Featured in the article is Summer Forbes, who dropped out of high school at age seventeen. Now nineteen, Forbes spends her days “hanging out with friends, completing the requirements for her diploma through an online program, and checking Craigslist for job ads.” Recently, she has gone through several low-wage positions, including seasonal positions at retail stores, fast-food outlets and social-service organizations. “I’m tired of waking up and worrying, worrying, worrying about where my next job is going to be,” Forbes says in the article.
“It was hard enough for people without a high school diploma before the downturn,” Jonathan Bowles, director of the Center for an Urban Future in New York City says in the article. “Those folks are at the back of the line now.”
Younger college graduates also face a tough hiring environment. According to the second Wall Street Journal article in the “Generation Jobless” series, the unemployment rate for college graduates aged twenty-four and younger is 7.7 percent, which is much better than their less educated peers but still lower than older individuals with their same level of education.
The third article in the “Generation Jobless” series spotlights young men aged twenty-five to thirty-four.
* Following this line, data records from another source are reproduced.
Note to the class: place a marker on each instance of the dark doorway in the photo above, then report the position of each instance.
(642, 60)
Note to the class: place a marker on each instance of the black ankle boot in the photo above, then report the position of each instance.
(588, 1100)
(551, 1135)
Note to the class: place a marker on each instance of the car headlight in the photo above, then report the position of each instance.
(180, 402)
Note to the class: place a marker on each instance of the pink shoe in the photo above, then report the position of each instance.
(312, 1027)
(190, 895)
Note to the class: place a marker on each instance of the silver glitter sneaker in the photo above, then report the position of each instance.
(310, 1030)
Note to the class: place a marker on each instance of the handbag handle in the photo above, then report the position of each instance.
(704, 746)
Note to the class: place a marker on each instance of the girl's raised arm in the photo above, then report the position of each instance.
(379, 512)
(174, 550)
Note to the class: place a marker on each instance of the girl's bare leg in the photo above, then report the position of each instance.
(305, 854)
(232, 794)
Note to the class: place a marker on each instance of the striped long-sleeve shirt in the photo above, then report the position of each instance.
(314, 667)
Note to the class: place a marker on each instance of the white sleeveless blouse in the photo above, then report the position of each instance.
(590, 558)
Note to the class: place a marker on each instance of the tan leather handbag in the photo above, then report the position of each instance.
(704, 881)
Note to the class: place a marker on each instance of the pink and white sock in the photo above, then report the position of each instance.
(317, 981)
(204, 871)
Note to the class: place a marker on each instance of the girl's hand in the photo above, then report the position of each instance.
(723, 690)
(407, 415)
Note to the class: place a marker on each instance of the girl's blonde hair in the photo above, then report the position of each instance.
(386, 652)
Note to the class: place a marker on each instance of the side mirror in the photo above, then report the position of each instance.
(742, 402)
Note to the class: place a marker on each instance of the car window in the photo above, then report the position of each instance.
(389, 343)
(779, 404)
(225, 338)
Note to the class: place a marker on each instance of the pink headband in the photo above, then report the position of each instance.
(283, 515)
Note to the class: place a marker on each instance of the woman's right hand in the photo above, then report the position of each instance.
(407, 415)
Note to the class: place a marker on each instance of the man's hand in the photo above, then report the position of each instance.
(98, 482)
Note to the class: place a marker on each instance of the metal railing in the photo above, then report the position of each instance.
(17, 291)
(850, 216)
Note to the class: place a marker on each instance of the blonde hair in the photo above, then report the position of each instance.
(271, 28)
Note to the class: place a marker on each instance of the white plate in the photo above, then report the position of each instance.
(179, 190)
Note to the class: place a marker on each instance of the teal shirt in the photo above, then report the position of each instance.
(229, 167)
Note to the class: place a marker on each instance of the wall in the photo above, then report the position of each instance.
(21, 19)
According to the article, the unemployment rate for males between twenty-five and thirty-four with a high school diploma is 14.4 percent, which is up from 6.1 percent before the economic downturn hit four years ago and much higher than today’s 9 percent national unemployment rate.
Without jobs, these young men often move back home or live in group houses with multiple roommates. According to recent figures from the U.S. Census Bureau, the proportion of young men aged twenty-five to thirty-four living with their parents rose from 14 percent in 2005 to 20 percent in 2011. The percentage of young women living at home rose from 8 percent to 10 percent during the same time frame.
“The increase in twenty-five to thirty-four-year-olds living in their parents’ homes began before the recent recession, and has continued beyond it,” said Rose Kreider, a family demographer with the Fertility and Family Statistics Branch of the U.S. Census Bureau and author of the report.
The job market for older individuals with lower levels of education is not much better. According to the October 2011 jobs figures from the U.S. Department of Labor, the national unemployment rate is 9 percent, but it is 13.8 percent for high school dropouts aged twenty-five and older, which is more than three times higher than the unemployment rate for college graduates (4.4 percent).